Shafts leading upward from the two main chambers, previously thought to be air shafts for ventilation, have been shown to have another purpose. A miniature electronic robot mechanically crawled sixty-five meters up the shafts and confirmed that the south and north shafts in the Kings Chamber are pointed to Al Nitak (Zeta Orionis) and Alpha Draconis respectively, while the south and north shafts of the Queens Chamber point to Sirius and Orion. This is an archaeological straw man. On the whole, it's fairly irrelevant, and is included just to sound important. If, in fact, the shafts in the chambers do point to stars or constellations or whatever, then it's very interesting but fundamentally irrelevant. Unless you're trying to prove aliens did it.

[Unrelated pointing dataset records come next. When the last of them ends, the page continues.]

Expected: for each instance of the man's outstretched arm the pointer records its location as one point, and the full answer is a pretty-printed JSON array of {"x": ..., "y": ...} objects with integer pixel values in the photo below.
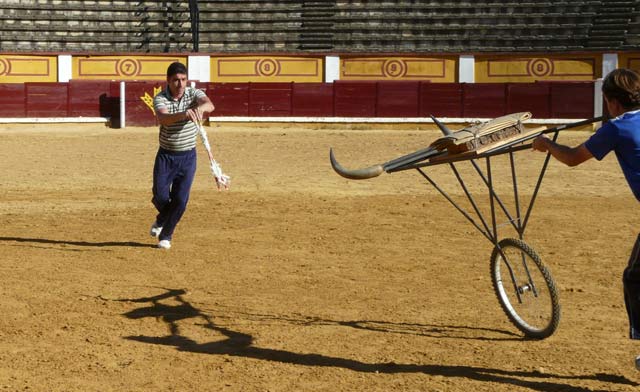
[{"x": 570, "y": 156}]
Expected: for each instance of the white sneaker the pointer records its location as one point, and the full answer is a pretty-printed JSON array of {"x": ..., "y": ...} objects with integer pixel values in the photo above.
[
  {"x": 155, "y": 230},
  {"x": 164, "y": 244}
]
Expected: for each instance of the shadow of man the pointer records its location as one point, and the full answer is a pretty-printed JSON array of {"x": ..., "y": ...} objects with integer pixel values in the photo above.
[{"x": 241, "y": 345}]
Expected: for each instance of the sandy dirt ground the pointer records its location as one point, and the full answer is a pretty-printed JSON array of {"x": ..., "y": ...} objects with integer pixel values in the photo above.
[{"x": 296, "y": 279}]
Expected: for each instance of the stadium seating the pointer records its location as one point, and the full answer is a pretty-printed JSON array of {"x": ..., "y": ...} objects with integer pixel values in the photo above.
[
  {"x": 102, "y": 26},
  {"x": 348, "y": 26}
]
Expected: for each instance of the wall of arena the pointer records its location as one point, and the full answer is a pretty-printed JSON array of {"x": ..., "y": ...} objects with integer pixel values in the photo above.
[{"x": 353, "y": 86}]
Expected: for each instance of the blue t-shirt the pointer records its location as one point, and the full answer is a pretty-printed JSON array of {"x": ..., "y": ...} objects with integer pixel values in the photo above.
[{"x": 622, "y": 135}]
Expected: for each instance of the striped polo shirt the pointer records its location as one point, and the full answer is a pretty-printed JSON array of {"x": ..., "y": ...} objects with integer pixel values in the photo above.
[{"x": 179, "y": 136}]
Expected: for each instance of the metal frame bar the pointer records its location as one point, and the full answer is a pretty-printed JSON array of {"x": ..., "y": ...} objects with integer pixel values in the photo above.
[{"x": 516, "y": 220}]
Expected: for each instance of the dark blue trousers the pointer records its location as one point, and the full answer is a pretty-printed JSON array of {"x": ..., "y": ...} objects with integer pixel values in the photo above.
[
  {"x": 631, "y": 282},
  {"x": 173, "y": 174}
]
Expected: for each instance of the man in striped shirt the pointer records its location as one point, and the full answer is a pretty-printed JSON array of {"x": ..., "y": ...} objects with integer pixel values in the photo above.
[{"x": 179, "y": 110}]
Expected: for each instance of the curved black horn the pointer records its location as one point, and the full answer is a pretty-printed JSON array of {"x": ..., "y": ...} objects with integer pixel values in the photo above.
[{"x": 356, "y": 174}]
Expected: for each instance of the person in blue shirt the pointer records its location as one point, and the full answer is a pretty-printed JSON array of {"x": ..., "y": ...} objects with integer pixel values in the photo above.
[{"x": 621, "y": 134}]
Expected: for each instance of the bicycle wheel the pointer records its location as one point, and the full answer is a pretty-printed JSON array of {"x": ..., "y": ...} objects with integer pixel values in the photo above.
[{"x": 525, "y": 288}]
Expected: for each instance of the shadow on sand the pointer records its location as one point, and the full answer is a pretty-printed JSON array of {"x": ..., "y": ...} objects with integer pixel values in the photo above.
[
  {"x": 240, "y": 344},
  {"x": 76, "y": 243}
]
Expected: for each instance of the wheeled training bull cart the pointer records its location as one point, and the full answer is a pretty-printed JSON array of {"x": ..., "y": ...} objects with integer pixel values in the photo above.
[{"x": 523, "y": 284}]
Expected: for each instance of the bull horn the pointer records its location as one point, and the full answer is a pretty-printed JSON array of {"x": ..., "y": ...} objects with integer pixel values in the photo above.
[{"x": 356, "y": 174}]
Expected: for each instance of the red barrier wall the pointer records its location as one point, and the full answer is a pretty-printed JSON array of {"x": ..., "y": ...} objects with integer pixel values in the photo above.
[
  {"x": 398, "y": 99},
  {"x": 441, "y": 99},
  {"x": 47, "y": 99},
  {"x": 340, "y": 99},
  {"x": 270, "y": 99},
  {"x": 313, "y": 100},
  {"x": 354, "y": 99},
  {"x": 12, "y": 100}
]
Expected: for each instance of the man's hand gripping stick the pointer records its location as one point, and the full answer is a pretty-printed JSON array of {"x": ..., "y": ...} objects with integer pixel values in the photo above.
[{"x": 222, "y": 180}]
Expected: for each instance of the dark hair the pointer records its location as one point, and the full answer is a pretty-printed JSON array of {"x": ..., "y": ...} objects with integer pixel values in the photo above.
[
  {"x": 176, "y": 68},
  {"x": 623, "y": 85}
]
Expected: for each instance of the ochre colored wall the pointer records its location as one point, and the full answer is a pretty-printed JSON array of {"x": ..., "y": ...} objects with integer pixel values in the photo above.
[
  {"x": 20, "y": 69},
  {"x": 493, "y": 69},
  {"x": 434, "y": 69},
  {"x": 267, "y": 69},
  {"x": 123, "y": 67},
  {"x": 629, "y": 60}
]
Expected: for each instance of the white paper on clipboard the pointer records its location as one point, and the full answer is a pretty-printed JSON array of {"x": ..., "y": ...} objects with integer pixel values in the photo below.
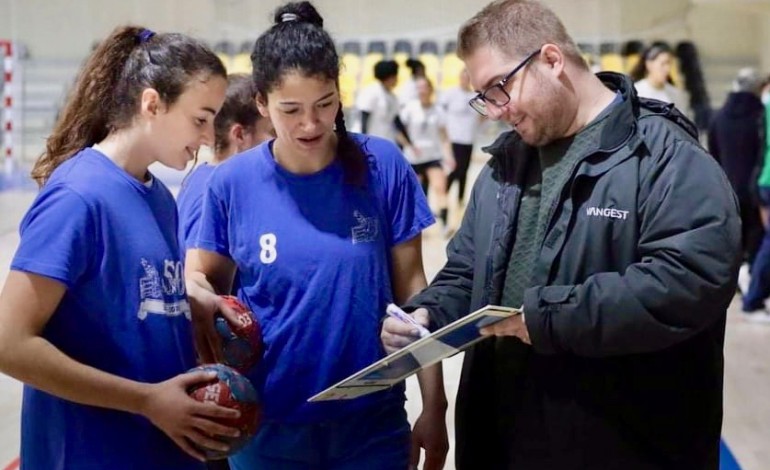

The scientists conducting this research have shown that the layout of the three pyramids on the Giza plateau precisely mirror the position of the three main stars in the Orion constellation. (While crawling along one of the shafts in the Queens chamber, the robot's cameras photographed a previously unknown closed door that may lead to some hidden chamber.) Ah, yes. The Orion Correlation Theory...first proposed by Robert Bauval, if I recall correctly, who believes firmly that in the area of 10,000 BC there was an extremely advanced "global progenitor civilization".
What does all this mean? Why did the ancient builders of the Giza pyramids, whoever they may have been, encode so much precise mathematical, geographic, and astronomical information into their structures? What was the purpose of the Great Pyramid? This is the same sort of thinking that got people in trouble with "The Da Vinci Code"...
While no authoritative answer can presently be given to this question, two intriguing matters suggest a direction for further inquiry and research. The first has to do with the persistent legends that the Great Pyramid, and especially the main chamber, were used as some sort of sacred initiation center. I'm only going to say this once. The Masons may like to trace their heritage to the Egyptians and Knights Templar all they like, but it is wishful thinking. I can also try to trace my background to Constantine, but that wouldn't make it correct.
According to one legend, students who had first undergone long years of preparation, meditation and metaphysical instruction in an esoteric school (the mythic "Hall of Records" hidden deep beneath the desert sands somewhere near the Great Pyramid and the Sphinx) were placed in the granite coffer of the main chamber and left alone throughout an entire night. Here he goes again placing one kind of legend--even less substantial than the ones told to Herodotus--above the other.
The coffer was the focal point of the energies gathered, concentrated, aimed, and directed at the main chamber by virtue of the precise mathematical location, alignment, and construction of the pyramid. ...energies?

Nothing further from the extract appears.